Rosamund Halistan is the central character, and most of the novel is told in third person from Rosamund’s viewpoint. So it is through Rosamund’s eyes that the reader sees most of the world, and forms a first impression of most of the other characters. Nothing is as it seems, however, and Rosamund often finds herself having to revise her original assessments – sometimes drastically so – as she learns more about the other people and the complicated relationships between them. Everyone is an individual with their own foibles and motivations, past history, values, hopes and desires. As the story unfolds, hidden connections are revealed, and Rosamund comes to realise that many people are far more complex than she originally assumed. For all her intelligence and learning, Rosamund has been educated for all her 18 years in an academic ivory tower, leaving her ill-equipped to navigate the world outside, especially when she comes into contact with the murky world of politics and plot. Warm-hearted and deeply loyal to her family and the philosophy in which she was raised, she is inclined to leap to conclusions that often turn out to be unfounded and lead her into trouble. Her cleverness and courage go a long way towards extricating her from problems, though she also has to rely on help from other, often unexpected, quarters. Rosamund’s alchemical philosophy is all about the search for truth and perfection, and this is neatly paralleled by her search for the truth about the events and people in her life.

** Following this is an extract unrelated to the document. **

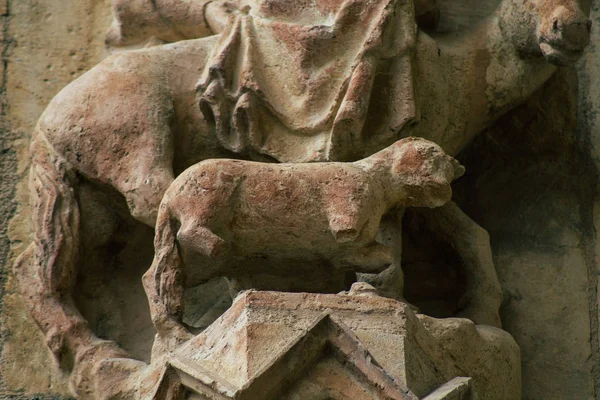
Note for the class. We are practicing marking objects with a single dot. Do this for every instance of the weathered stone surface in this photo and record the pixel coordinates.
(292, 346)
(116, 312)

As Rosamund, her father and Simon Challis are all practitioners of the occult, supernatural elements such as demons, visions, out-of-body travel through time and space, and use of a crystal ball to see and control distant events play a large part in the novel, almost tipping into historical fantasy. I say ‘almost’, because although these incidents are all too real to Rosamund and are central to her beliefs and actions, not all the characters believe in the occult and it’s largely left up to the reader to decide which beliefs to share. As one of the characters wryly observes, “He took a sigil [magical symbol used to conjure demons] to Chapel Island, but he also took a loaded gun.” Or “... they had a stroke of luck, as Harry would have put it. Rosamund would have said that the Power guiding the universe was looking kindly on their intentions.” Conjuring tricks and charlatanry feature alongside the alchemy and occult practices, and are just as readily accepted as real by some of the characters. Indeed, one of the most magical episodes in the novel is explicitly shown as an elaborate trick performed with benign intent and happy outcome. I wonder if there is a subtle point there about the nature of magic and belief.

The range of beliefs and cultures in the novel is a particularly attractive feature. As well as alchemy and black magic, there are roles for Puritans, Catholics, gypsies, rational materialism bordering on atheism, and a mother-goddess fertility cult closely tied to the traditional rhythms of the farming year. There is a range of political ideas as well, with Royalist versus Parliamentary rivalries left over from the English Civil War only a generation before, disputes over the royal succession, factions disaffected at corruption in government and licentiousness at court, and the egalitarian ideas of the Society of Friends*. The characters think and believe as well as feel, and there is a real sense of turmoil and political upheaval as competing ideas clash.

A list of characters at the front of the book is very helpful for keeping everyone straight, especially in the early chapters as different groups of people are introduced in quick succession. A hand-drawn map at the front is also useful for following the characters’ movements (and the 1:25,000 topographical map in the link above provides even more detail).

Compelling tale of a young woman’s search for truth and love, set in the romantic landscape of Furness in turbulent post-Restoration England.